Image source: Author

*“Logistic regression is not a regression but a classification algorithm”.*

You may have seen this in the latest popular machine textbooks, blogs, or you may have heard * Data Science Gurus * say the same thing on their highly subscribed YouTube channels.

Machine learning has usurped and appointed many statistical techniques. Often to the extent that they now do not believe and reject its statistical origin. The case is “Logistic regression not regression”

However, nothing can be further from the truth than this claim. We live in a meme culture, memes even become a cryptocurrency.

So why don’t we use meme to drive home that logistic regression is indeed regression.

This meme would have made things clearer to most of you. However, I want to unpack it for clarity.

*Logistic regression models the continuous outcome (probabilities). The probabilities range between 0 and 1.*

Binary logistic regression is used as a classification algorithm when we want the response variable to be bidirectional (Churn / Not Churned, Pass / Fail, Spam / No spam, etc.)

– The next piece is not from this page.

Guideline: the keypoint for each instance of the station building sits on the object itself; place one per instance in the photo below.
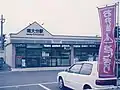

In general, we make a logistic regression classification algorithm by setting an appropriate probability threshold or threshold (0.4, 0.5, 0.6, etc.).

**Classification problem using a threshold**

Fixing the probability limit is a purely business call and not a statistical one. The threshold may vary by domain.

Frank Harrell in his blog¹ aptly does the thing “classification is a forced choice.”

Now consider this example and select 0.5 as the threshold. Now the ML algorithm gives a default or no default (1-default, 0 – no default) probability for 4 clients at 0.51, 0.49, 0.23, and 0.92. Based on the threshold, 2 is classified as the default and 2 is not the default. However, ask yourself, isn’t it too close to calling customers with probabilities of 0.51 and 0.49? 0.51 is certainly closer to 0.49 (which is not the default) than 0.92 (which is classified as the default).

Some of the popular machine learning packages and low code tools do not explicitly describe the predicted probabilities for the user. The user is thus unaware of what predicted probabilities will be achieved. He simply gets a decision – default or no default (1 or 0). In cases 0.49 and 0.51, the user made a happy decision that the person did not default on the payment and respectively. But a peek inside the predicted probabilities reveals that it was too close to calling!

Another threshold problem is that when we use the wrong scoring rule, such as rating accuracy, it can be easily played. For example, if out of a hundred people, 95 of them default on the loan and five do not. If the classifier categorizes everything into loan defaults, its accuracy would be 95% !!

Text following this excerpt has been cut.